La pequeña cabaña, asentada en medio de los terrenos del rancho Rocking M, estaba deteriorada por el tiempo, pero seguía siendo acogedora y familiar a pesar de la oscuridad que reinaba en aquella noche inhóspita. Peter se movió entre las sombras como un fantasma. Saltó sobre la pequeña cerca de hierro forjado y se detuvo ante la tumba de su abuela. «Erin Malone. Go síoraí». Para siempre. Esas eran las únicas palabras grabadas en la lápida de granito. Su abuelo se había encargado de cincelarlas él mismo. Arrodillándose ante la tumba, Peter alargó el brazo izquierdo y tocó la piedra a la vez que inclinaba la cabeza. Su abuelo siempre había rendido homenaje a su abuela de aquella manera y todos sus hijos, excepto Grant Malone, habían seguido su ejemplo. Peter se preguntó si su hermano Rory también lo haría. Levantó la cabeza y volvió la mirada hacia la cabaña. Sólo era una silueta oscura entre las sombras, pero sabía que su hermanastro estaba allí. Volvió a mirar la tumba y luego saltó de nuevo la cerca encaminándose hacia la cabaña. Rory era rápido y desconfiado. Ese día se había dado cuenta que alguien observaba la cabaña, ya que Peter no había intentado ocultarse. Se acercó a la cabaña con sigilo. Se camufló entre las sombras, se confundió con ellas y las utilizó para aproximarse al porche trasero de la casa, donde vio al joven que estaba sentado en el viejo balancín. Rory tenía veinticinco años. Era todo un hombre y se parecía mucho a Thiago cuando tenía esa edad. Quizá fuera un poco más ancho de hombros y sus músculos estuviesen más marcados, pero no eran tan efectivos. Permanecía sentado en silencio con el rifle sobre los muslos y el cuerpo en tensión.

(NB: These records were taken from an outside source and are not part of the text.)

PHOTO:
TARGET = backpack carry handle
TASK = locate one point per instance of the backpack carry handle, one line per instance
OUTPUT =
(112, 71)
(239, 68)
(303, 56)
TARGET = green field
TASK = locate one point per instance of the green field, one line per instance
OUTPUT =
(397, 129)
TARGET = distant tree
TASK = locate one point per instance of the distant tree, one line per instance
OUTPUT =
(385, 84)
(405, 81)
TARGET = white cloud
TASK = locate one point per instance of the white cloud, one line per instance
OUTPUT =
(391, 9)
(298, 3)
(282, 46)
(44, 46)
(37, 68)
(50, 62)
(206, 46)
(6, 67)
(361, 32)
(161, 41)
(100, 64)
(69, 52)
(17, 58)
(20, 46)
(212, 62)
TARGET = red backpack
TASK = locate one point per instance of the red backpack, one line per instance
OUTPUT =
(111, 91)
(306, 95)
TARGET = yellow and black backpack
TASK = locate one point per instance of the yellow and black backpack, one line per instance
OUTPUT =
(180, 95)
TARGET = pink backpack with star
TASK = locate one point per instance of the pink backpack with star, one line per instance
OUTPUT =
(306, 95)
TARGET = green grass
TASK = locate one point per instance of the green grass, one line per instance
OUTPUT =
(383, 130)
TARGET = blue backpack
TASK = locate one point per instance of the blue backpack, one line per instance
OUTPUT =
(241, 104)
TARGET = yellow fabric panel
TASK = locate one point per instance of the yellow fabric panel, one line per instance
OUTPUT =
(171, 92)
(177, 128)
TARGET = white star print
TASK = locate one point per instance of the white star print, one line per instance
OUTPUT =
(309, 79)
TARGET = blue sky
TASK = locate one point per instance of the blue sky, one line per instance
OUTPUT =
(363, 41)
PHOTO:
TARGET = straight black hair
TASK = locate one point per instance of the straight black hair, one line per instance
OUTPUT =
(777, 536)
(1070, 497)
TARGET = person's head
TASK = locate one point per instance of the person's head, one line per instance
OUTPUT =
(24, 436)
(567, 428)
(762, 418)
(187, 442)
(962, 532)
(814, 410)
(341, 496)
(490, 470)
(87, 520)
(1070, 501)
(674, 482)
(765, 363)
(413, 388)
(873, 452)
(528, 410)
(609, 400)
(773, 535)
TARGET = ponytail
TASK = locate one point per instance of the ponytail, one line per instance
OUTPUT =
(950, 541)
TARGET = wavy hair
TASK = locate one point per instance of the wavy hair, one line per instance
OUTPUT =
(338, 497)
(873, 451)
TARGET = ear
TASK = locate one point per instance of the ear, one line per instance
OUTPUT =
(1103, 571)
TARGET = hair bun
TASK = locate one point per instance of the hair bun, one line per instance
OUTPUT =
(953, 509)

 —Sé que estás ahí —masculló su hermano—. Si no te he tenido a tiro antes, no te voy a tener ahora. Así que puedes dispararme. —La amargura teñía su voz y se reflejaba en su expresión cuando alzó la cabeza. Rory pensaba que él estaba muerto al igual que todos lo demás. Y Peter tenía que asegurarse de que nadie sospechara lo contrario. Salvo Rory. Peter iba a necesitar su ayuda. Iluminado por la luz de la luna, saltó en silencio sobre la barandilla del porche, arrancó el rifle de las manos de Rory y lo cogió por el cuello mientras el balancín chocaba contra la pared. No era un agarre fuerte, sino preventivo. No quería despertar al anciano. No quería agrandar la pena de Rory, ni su vergüenza.

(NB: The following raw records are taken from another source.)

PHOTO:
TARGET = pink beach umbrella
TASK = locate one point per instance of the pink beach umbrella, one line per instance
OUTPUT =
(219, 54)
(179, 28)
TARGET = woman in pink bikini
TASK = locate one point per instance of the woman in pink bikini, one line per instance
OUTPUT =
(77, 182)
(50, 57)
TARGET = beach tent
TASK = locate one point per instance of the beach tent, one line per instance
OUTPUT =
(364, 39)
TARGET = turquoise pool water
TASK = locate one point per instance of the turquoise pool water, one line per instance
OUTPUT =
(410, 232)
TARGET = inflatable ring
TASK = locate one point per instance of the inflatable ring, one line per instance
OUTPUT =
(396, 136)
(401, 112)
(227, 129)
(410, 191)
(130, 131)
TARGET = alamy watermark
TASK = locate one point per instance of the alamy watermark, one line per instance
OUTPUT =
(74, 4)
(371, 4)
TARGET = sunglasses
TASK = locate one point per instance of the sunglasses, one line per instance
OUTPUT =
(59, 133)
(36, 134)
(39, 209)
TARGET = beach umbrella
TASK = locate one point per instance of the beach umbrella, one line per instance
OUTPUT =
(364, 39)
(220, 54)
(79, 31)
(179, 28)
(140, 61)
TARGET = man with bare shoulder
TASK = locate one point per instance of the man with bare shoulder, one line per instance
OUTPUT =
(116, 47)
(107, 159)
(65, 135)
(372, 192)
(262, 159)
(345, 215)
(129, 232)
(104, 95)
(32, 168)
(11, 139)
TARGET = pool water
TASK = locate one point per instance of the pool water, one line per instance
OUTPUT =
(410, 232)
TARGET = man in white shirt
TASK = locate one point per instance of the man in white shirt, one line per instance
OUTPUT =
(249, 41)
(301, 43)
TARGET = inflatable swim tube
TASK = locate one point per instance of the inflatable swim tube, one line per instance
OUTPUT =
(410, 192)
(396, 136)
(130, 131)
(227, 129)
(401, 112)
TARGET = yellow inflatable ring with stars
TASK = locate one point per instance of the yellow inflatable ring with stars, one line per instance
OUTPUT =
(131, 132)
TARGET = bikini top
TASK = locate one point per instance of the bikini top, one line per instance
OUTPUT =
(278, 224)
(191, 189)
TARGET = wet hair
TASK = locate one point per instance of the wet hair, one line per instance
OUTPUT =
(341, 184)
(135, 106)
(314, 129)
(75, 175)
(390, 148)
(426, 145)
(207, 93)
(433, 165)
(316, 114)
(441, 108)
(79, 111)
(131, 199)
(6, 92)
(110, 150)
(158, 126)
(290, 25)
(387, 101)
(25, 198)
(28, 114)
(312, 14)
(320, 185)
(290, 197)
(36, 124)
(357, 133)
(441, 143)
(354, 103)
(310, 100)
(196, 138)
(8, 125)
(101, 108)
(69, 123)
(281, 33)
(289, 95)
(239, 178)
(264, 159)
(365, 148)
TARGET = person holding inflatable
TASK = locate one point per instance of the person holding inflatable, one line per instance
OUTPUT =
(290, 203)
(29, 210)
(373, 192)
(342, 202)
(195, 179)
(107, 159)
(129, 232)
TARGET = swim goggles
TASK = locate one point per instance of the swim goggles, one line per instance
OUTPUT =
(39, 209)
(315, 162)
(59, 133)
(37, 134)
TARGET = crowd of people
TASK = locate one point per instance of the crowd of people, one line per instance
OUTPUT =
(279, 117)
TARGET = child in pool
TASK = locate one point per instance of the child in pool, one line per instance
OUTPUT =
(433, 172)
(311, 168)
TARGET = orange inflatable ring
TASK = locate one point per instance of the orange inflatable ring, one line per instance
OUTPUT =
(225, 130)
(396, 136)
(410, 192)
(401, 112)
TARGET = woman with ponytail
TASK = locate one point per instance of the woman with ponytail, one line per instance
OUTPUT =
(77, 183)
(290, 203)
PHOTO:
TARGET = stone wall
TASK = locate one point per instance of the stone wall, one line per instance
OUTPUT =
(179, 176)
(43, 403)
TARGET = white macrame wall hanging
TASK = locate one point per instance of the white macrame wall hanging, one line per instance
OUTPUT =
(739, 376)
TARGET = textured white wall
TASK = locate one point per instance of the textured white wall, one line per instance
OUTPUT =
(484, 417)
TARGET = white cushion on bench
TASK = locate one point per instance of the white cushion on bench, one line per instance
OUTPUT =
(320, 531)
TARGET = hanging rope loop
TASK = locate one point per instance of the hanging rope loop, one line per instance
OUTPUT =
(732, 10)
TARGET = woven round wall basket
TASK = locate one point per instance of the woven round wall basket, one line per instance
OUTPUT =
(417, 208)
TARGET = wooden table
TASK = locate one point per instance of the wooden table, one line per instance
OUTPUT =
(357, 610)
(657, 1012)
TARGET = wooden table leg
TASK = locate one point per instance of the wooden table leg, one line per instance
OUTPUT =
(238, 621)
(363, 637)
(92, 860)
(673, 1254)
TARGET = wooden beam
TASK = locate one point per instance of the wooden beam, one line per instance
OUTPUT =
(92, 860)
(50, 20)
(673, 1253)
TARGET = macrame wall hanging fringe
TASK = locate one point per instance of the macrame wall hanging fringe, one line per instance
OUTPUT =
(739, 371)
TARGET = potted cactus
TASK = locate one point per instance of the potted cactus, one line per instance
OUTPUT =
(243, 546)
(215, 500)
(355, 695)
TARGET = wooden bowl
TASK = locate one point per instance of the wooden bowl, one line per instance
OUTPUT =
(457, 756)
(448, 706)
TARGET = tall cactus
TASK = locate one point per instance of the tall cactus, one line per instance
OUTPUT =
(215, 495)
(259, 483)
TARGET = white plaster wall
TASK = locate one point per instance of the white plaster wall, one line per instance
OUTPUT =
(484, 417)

 —No hagas ruido —siseó Peter sobre el rostro bronceado de su hermano—. No he venido a hacerte daño. -La expresión de Rory era de franca desconfianza; pero lo cierto era que Peter se hubiera sorprendido si hubiera reaccionado de otra manera.
 —He venido a darte la oportunidad de conocer todo lo que sé sobre tu hermano —le advirtió Peter con voz queda—. Una oportunidad. Desperdíciala y no volverás a tener otra.- Rory entrecerró los ojos. Unos llamativos ojos azules, la auténtica mirada Bedolla.
 —Mi hermano está muerto —le espetó en voz baja—. ¿Qué podrías contarme tú que mi tío no sepa? -Peterse inclinó sobre él. 
—Bràthair2, ¿qué quieres saber? —le preguntó antes de enderezarse.
Rory estaba temblando. La oscura piel irlandesa de su rostro había palidecido mientras miraba la sombra que tenía delante de él. Peter dio un paso atrás, todavía con el rifle en las manos. 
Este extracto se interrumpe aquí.